Clayton walked the circle as he felt the Seedpikes hum to the same slow beat, then he pressed his palm to the ground and stirred his Aspect power.

Then, they waited.

Night crept, but the field did not sleep.

Wardens kept on hunting at dusk, and even the Primes preferred the late watch. The temple’s shimmer brightened as true light faded, now a cold lantern that acted as a beacon of light in the darkness.

They climbed to a low vantage point, close enough to see teeth but far enough to have three exits.

Clayton raised his hand.

"Listen," he said. "One more time. If anything, and I mean anything feels wrong, we abort immediately. We flee to Seedpike two, and we wait. We can always try again. We are not heroes, we are thieves."

Torren rolled his neck. "All you have to do is say when"

The others also looked at him, waiting for him to give the signal to move.

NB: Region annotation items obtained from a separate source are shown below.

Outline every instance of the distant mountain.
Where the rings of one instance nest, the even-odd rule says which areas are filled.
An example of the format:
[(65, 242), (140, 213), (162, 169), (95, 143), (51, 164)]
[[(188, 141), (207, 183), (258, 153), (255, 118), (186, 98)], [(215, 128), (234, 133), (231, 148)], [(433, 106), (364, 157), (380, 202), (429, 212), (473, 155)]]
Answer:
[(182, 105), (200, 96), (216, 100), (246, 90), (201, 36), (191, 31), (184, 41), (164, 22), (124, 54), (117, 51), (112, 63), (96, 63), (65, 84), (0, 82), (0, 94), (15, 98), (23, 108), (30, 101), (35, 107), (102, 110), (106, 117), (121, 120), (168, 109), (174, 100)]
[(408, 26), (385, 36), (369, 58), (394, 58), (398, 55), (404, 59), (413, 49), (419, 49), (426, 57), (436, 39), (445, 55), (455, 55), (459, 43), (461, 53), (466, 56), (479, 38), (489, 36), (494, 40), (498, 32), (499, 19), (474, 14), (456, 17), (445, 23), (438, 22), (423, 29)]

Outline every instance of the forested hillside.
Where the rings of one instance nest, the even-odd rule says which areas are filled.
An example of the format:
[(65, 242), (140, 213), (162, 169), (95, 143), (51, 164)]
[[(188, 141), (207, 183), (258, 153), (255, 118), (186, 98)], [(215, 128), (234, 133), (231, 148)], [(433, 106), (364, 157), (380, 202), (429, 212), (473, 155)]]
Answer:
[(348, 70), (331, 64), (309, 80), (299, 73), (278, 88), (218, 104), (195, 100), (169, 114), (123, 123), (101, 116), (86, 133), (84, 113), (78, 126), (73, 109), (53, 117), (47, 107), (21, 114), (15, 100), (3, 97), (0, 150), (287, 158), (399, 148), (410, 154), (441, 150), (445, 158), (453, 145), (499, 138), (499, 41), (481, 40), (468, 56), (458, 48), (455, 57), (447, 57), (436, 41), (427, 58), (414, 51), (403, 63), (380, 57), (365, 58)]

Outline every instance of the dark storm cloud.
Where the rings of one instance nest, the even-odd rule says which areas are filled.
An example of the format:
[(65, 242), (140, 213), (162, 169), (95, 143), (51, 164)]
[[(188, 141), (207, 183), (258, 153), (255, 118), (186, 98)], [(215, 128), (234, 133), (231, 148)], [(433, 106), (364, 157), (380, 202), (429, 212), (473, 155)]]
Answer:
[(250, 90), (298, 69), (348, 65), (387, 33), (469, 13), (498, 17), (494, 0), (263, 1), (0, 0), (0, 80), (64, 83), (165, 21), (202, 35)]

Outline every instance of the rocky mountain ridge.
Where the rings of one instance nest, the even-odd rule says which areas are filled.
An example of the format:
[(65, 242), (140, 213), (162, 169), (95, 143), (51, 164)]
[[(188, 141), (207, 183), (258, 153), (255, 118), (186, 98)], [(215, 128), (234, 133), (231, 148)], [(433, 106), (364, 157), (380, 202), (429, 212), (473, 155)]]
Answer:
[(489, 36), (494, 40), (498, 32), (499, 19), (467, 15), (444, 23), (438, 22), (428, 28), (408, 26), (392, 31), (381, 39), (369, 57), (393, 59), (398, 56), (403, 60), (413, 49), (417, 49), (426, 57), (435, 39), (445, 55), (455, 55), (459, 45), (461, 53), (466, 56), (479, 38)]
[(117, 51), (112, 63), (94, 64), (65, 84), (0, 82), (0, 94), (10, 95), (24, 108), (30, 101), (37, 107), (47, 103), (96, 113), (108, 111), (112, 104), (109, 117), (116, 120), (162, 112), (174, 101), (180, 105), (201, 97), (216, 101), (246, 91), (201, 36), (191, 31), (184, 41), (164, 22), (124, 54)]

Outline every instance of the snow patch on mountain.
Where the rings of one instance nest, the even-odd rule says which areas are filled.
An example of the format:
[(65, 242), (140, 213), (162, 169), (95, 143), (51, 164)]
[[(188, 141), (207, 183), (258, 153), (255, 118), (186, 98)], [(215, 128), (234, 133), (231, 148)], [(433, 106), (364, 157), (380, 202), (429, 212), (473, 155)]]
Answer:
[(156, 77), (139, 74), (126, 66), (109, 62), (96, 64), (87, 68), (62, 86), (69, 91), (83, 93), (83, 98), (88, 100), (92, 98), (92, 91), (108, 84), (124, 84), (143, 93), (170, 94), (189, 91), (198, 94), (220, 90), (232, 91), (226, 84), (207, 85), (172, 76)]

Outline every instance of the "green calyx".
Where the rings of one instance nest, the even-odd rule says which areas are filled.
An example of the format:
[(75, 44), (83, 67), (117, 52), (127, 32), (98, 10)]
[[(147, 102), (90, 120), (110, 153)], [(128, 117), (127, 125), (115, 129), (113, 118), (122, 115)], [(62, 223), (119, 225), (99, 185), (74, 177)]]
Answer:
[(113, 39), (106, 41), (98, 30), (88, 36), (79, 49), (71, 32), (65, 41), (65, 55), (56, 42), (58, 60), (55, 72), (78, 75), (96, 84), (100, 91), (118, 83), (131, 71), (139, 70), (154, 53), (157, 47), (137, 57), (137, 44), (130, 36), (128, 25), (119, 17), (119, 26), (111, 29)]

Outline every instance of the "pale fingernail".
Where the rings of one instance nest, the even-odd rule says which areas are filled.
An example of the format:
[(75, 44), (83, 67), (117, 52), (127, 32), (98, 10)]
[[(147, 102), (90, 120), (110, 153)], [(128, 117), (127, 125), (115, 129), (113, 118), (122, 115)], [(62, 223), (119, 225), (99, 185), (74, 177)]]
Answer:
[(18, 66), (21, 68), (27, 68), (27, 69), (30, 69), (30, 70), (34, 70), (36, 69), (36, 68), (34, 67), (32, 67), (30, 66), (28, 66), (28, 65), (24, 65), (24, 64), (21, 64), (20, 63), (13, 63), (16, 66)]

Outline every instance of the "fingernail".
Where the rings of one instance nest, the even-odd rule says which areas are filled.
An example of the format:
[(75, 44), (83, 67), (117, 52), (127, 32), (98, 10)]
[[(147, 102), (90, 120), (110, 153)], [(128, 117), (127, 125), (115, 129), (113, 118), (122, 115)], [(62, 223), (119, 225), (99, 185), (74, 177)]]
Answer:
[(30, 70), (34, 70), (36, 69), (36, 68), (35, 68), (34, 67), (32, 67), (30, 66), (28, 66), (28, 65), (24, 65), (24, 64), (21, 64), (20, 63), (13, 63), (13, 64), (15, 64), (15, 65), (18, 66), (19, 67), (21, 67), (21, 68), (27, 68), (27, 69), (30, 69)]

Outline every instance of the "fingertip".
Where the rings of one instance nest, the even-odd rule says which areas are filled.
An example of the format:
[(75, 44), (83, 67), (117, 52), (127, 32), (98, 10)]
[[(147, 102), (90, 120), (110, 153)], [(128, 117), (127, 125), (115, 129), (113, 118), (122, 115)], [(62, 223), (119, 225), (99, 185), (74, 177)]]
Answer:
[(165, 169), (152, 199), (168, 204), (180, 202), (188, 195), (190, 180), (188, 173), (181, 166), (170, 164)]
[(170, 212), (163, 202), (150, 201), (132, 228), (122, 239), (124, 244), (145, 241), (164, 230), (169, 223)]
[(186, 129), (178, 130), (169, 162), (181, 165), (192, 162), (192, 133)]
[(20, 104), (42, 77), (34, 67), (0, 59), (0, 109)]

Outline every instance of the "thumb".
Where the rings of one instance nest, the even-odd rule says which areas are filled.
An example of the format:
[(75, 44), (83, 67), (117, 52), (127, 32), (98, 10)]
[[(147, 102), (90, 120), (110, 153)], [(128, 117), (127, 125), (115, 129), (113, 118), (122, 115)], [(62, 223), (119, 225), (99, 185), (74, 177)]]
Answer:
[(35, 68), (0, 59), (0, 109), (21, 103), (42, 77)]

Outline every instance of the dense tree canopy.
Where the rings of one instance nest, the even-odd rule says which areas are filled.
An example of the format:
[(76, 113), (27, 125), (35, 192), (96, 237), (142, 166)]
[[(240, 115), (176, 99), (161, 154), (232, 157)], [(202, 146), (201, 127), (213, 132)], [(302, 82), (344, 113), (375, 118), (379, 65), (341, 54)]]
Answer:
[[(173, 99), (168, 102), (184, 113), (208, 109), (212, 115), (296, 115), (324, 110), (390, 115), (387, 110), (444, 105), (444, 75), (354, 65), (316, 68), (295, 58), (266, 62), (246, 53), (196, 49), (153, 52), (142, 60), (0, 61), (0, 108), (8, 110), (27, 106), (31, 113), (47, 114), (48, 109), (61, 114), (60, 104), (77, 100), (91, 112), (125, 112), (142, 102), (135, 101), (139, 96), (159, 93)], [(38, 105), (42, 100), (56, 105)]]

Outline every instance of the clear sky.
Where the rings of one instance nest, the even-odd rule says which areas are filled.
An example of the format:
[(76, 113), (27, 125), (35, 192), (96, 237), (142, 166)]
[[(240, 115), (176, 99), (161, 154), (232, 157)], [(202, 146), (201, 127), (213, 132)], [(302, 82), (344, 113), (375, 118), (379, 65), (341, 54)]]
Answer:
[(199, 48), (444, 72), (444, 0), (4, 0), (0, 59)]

Clayton looked at the field where the Thorn Crown Warden lowered its head to claim the basin’s center. The rival Warden circled, annoyed, its hard steps coming faster now. While in the distance, the Prime’s footfalls lined up with the ridge seam like a countdown.

He lifted his hand, fingers splayed.

"On three," he said softly. "Do your jobs".

Without looking at them, he reminded. "Veyra, let your arrows sing. Torren, let your fire hum. Kaelin, rattle the cages. Harrick, trip the knee. Soren, hold the gap, and Mira, be our anchor and breathe for all of us."

He drew in air as the temple’s ring pulsed like a heartbeat across the plain. He could feel the tension now, then...

"One," Clayton said.

He felt the field lean.

"Two."

The Prime’s stride hit the mark.

"Three!"

WHOOSH!

Veyra’s first arrow whispered like a Thorn Crown and bit the Warden’s cheek, and the basin woke.

The basin woke, and all hell broke loose!